Cuivre : la RDC inaugure la plus grande fonderie d’Afrique
En produisant ses premières anodes de cuivre pur à 99,7%, la nouvelle fonderie de Kamoa-Kakula marque une étape majeure dans l’intégration industrielle du secteur minier en République démocratique du Congo. Cette mise en production intervient dans un contexte mondial de tensions sur l’offre de cuivre et de hausse des prix, renforçant la portée stratégique de cette infrastructure annoncée depuis 2021.
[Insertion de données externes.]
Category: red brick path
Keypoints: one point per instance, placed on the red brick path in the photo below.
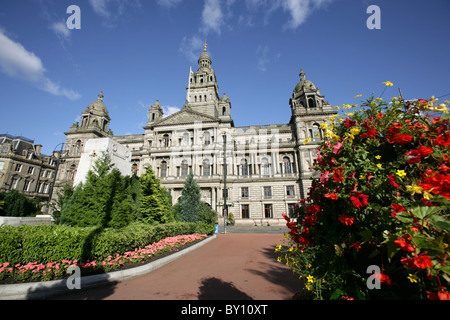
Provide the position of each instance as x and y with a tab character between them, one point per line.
231	267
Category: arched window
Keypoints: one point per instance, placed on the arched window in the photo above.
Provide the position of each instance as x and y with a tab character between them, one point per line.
185	141
78	146
166	141
265	169
72	172
184	168
244	167
206	168
207	138
287	165
163	169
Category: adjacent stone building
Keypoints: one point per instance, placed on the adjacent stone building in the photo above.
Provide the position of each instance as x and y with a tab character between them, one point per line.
268	167
24	168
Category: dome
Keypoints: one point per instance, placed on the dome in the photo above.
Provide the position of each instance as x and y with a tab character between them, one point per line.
98	107
304	85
Ivanhoe Mines a annoncé début 2026 que la fonderie, construite sur le site de la mine de Kamoa-Kakula, a produit ses premières anodes le 29 décembre 2025. Cette avancée industrielle est suivie de près par les marchés, le complexe figurant parmi les projets cuprifères les plus importants au monde.
Capacité record
D’un coût estimé à 700 millions de dollars, l’installation vise une capacité nominale de 500.000 tonnes de concentré par an, ce qui en ferait la plus grande fonderie de cuivre du continent africain. À terme, elle permettra de transformer sur place l’ensemble du concentré issu des trois unités de traitement du site. En phase de montée en régime, prévue jusqu’à fin 2026, les ventes de cuivre devraient dépasser la production annuelle grâce à l’écoulement de stocks antérieurs.
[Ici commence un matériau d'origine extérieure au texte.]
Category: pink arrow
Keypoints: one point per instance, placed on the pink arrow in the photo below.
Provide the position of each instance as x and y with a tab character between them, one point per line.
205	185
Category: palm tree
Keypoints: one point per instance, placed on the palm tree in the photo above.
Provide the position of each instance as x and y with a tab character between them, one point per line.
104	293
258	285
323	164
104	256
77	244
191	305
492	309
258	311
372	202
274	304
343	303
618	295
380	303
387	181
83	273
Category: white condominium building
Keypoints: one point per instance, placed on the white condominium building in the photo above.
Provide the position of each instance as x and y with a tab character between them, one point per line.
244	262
La fonderie produira également jusqu’à 700.000 tonnes par an d’acide sulfurique, un sous-produit essentiel pour l’industrie minière régionale. La demande pour cet intrant s’est accrue depuis l’interdiction d’exportation décidée par la Zambie en septembre 2025, et Ivanhoe Mines indique que les premières ventes ont déjà été conclues.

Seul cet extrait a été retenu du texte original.